Jul 11, 2024
Discovering Spiritual Concepts in Nature
What we experience in the world always begins as the outermost surface of things. If it is a flower, we see the light that is rejected by the plant. If it is a green leaf, the plant itself absorbs all the red and rejects the green. We never see the plant itself with our eyes, but an appearance. Similarly, with the human being, we see skin, hair, nails, and teeth–all products that coalesced out of a formerly living process. Anything we can see with our eyes has “died” and become real—its potential has been exhausted and it has become actual. Which also means: what is most dynamically alive is invisible to the eye.
Anything we can sense with our bodies of the outer world is a product that has “fallen” out of the dynamic living world. Sugar, for example, is a bit like salt inasmuch as it belongs to a process that has condensed from subtler forms where it was not yet solidified. The ancient Greek term crystallos means ice. An ancient hypothesis about rock crystals was that they were a kind of water that had become frozen and had remained so that they would no longer thaw at ambient temperatures–considered mythologically, this is not that far from the truth.

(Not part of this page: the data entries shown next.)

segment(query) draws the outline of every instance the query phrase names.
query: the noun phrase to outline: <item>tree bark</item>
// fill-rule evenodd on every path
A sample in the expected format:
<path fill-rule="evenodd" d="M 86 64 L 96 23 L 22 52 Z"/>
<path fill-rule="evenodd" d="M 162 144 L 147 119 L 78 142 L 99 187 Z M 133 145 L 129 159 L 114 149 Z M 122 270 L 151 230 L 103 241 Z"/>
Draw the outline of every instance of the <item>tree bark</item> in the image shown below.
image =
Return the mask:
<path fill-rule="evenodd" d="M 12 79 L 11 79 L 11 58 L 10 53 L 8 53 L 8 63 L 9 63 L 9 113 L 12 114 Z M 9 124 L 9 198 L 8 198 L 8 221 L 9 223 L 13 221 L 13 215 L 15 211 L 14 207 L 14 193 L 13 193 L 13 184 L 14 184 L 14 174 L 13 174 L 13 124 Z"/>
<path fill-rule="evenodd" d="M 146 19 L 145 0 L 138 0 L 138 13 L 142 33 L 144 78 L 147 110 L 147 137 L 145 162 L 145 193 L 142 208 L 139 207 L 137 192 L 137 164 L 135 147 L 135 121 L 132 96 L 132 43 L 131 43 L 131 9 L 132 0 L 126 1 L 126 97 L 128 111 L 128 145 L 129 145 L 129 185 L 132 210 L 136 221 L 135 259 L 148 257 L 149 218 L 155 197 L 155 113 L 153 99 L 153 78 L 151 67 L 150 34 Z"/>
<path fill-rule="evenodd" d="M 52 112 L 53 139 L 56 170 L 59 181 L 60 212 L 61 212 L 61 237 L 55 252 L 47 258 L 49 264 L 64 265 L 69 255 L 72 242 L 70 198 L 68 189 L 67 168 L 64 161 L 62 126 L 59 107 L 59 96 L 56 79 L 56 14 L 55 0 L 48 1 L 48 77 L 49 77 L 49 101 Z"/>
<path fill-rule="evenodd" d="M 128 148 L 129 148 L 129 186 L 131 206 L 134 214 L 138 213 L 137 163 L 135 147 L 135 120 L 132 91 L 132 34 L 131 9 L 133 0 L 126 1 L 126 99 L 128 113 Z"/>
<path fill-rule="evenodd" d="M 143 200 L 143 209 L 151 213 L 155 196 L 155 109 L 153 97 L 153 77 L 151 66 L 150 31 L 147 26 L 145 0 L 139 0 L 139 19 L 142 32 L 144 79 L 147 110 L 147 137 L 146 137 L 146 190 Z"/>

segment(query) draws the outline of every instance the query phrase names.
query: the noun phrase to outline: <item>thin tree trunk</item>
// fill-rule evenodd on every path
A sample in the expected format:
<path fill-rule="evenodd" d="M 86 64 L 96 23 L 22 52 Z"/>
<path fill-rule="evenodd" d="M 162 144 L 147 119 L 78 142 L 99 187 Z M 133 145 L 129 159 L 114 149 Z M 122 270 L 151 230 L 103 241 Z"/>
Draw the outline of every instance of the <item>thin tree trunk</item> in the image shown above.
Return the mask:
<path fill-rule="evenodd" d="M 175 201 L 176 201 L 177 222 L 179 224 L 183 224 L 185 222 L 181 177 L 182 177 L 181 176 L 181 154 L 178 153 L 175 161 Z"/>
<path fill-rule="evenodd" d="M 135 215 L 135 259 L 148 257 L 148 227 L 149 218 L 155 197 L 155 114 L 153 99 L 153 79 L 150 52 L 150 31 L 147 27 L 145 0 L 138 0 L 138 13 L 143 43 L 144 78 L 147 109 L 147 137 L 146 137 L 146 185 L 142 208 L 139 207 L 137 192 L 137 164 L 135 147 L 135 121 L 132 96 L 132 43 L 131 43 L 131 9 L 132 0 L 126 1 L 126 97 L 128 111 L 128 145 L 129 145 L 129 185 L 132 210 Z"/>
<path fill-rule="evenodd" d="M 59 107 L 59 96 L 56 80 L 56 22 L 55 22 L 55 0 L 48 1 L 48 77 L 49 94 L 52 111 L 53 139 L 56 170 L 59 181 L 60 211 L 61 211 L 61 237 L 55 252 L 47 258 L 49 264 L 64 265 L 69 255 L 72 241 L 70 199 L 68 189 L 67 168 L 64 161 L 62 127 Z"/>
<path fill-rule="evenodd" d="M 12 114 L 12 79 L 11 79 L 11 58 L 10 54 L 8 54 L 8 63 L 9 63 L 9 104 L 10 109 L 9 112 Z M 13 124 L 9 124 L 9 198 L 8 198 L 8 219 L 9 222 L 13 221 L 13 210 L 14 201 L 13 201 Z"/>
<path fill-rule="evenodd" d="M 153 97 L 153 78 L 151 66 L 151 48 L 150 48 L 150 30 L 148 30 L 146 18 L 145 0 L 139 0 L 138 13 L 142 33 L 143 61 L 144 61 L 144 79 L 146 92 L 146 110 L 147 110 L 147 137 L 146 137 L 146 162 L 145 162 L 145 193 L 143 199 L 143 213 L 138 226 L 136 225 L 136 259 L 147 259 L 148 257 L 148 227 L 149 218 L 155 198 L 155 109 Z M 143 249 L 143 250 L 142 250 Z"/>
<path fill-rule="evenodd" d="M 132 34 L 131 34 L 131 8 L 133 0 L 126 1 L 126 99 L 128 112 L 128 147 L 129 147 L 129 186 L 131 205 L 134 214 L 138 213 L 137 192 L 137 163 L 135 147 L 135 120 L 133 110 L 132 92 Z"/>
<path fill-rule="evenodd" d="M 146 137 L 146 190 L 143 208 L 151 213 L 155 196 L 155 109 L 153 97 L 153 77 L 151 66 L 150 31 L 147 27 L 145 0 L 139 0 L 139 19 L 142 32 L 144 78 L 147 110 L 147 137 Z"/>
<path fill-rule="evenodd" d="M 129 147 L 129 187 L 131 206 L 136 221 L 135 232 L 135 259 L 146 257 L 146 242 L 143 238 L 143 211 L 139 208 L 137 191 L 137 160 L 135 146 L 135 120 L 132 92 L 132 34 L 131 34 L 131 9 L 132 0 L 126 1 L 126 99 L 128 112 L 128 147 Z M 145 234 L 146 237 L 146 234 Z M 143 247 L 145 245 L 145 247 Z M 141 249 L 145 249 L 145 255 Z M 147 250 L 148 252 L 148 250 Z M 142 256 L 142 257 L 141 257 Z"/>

If we take this idea seriously, it is as if green plants are red behind the green we see and only reflect green. Conversely, limestone appears white because it rejects all light which hints at its inner dark voracious character. It is as if the world we see is a sort of photonegative of the objects “in themselves." Of course, plants do not exist in themselves but rather live as part of an entire web of life. The appearances of plants disclose something of what they seek to absorb and reject: their sympathies and antipathies.